If you are evaluating a move away from Wanguard, a few practical points are worth thinking through before you start.

  • Run both simultaneously during evaluation. Wanguard and Flowtriq monitor at different layers and do not interfere with each other. Keep Wanguard running while you deploy Flowtriq agents. Compare detection results, alert timing, and operational overhead for at least two weeks before making a decision.
  • Separate detection from capacity planning. Many operators use Wanguard's flow graphs for capacity planning, not just DDoS detection. If you rely on those graphs for bandwidth trending, port utilization, or peer traffic analysis, that is a separate use case. Flowtriq focuses on detection and alerting, not network-wide traffic graphing. You may want to keep a flow collector (even ntopng or a free alternative) for that purpose.
  • BGP mitigation transitions smoothly. Both Wanguard and Flowtriq support RTBH and FlowSpec. The BGP session configuration on your routers does not need to change. Point the BGP peer at the new platform and the mitigation actions are the same. Test with a non-production prefix first.
  • Export historical data before decommissioning. Wanguard stores historical traffic data in its local database. If you need that data for trend analysis, compliance, or customer reporting, export it before shutting down the Wanguard instance. Once the database is gone, the data is gone.
  • Account for the hardware you free up. If you decommission Wanguard's dedicated server(s), you recover that hardware for other use. For operators running tight on rack space or server budget, this is a tangible operational benefit worth factoring into the cost comparison.

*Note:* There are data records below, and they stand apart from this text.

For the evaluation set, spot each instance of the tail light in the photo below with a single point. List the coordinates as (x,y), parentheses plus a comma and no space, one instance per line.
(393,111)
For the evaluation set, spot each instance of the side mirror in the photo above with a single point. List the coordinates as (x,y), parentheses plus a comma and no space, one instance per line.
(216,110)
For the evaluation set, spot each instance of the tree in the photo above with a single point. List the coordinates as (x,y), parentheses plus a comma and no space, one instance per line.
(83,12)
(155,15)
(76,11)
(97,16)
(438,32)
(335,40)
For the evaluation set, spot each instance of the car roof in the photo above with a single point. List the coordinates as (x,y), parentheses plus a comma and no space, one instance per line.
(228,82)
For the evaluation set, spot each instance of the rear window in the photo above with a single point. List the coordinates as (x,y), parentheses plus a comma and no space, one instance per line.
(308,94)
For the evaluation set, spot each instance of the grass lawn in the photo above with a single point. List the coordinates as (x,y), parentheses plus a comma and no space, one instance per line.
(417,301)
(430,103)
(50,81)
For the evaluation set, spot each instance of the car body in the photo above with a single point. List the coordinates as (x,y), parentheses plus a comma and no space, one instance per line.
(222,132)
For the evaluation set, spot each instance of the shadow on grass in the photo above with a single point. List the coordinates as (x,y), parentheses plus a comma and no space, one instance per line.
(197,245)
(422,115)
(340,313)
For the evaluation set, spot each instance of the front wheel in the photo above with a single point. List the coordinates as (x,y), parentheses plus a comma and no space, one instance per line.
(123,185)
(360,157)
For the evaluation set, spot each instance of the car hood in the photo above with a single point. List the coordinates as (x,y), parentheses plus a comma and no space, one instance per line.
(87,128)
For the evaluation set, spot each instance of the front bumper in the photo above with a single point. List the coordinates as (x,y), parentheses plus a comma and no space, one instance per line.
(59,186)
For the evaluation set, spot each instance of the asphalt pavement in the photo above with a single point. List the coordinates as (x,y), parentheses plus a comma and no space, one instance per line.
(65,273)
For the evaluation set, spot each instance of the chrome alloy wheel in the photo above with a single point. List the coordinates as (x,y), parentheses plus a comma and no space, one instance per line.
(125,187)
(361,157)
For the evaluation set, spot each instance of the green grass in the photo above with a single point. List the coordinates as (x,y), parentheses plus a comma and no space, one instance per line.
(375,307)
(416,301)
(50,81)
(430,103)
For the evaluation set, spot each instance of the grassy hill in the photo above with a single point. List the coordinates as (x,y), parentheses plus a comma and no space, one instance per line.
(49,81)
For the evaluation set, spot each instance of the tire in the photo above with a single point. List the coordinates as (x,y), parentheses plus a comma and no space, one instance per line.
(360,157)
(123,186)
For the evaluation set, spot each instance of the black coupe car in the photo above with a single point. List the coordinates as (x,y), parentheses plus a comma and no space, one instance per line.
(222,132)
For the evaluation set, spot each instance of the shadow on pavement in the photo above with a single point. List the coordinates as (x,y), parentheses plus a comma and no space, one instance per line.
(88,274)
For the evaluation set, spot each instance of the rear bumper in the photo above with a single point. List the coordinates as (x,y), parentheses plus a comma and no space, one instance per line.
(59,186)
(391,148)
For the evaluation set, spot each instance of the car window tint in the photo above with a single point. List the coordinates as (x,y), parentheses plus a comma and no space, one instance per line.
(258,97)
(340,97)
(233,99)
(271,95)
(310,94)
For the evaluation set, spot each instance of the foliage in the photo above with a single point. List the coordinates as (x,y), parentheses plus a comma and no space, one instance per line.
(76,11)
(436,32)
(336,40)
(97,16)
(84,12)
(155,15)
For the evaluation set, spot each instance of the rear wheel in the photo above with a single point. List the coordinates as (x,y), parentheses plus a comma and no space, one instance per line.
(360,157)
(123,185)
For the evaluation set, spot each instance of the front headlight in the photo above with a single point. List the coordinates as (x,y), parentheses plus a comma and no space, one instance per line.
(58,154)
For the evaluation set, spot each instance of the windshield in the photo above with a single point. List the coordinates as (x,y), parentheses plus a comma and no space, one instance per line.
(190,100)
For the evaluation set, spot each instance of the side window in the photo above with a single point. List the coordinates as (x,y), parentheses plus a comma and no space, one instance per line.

Frequently asked questions

How much does Wanguard cost vs Flowtriq?
Wanguard uses per-component licensing: Sensor ($990/year), Filter ($1,590/year), and Console ($990/year). A full stack costs $3,570/year before hardware. Flowtriq costs $9.99/node/month with no hardware, no activation fees, and unlimited dashboard users. For a 10-server deployment, Flowtriq is $99.90/month ($1,198.80/year) compared to Wanguard at $3,570/year plus the cost of a dedicated server to run it.
Can Flowtriq replace Wanguard?
For DDoS detection and automated mitigation, yes. Both platforms detect attacks and trigger BGP-based mitigation. The architectural difference is that Wanguard collects flows from switches (network-level) while Flowtriq monitors individual servers (host-level). If you also use Wanguard for network-wide traffic graphing and capacity planning, you may want to keep a flow collector for that use case, as Flowtriq focuses on detection and alerting rather than general network analytics.
Does Flowtriq support sFlow/NetFlow like Wanguard?
Flowtriq supports sFlow, NetFlow, and IPFIX ingestion starting at $19/flow source/month. However, most operators switching from Wanguard choose Flowtriq's agent-based model ($9.99/node/month) because it provides deeper per-server visibility, PCAP forensics, and sub-second detection that flow-based monitoring cannot match. The agent model also eliminates the need for switches and routers that export flow data.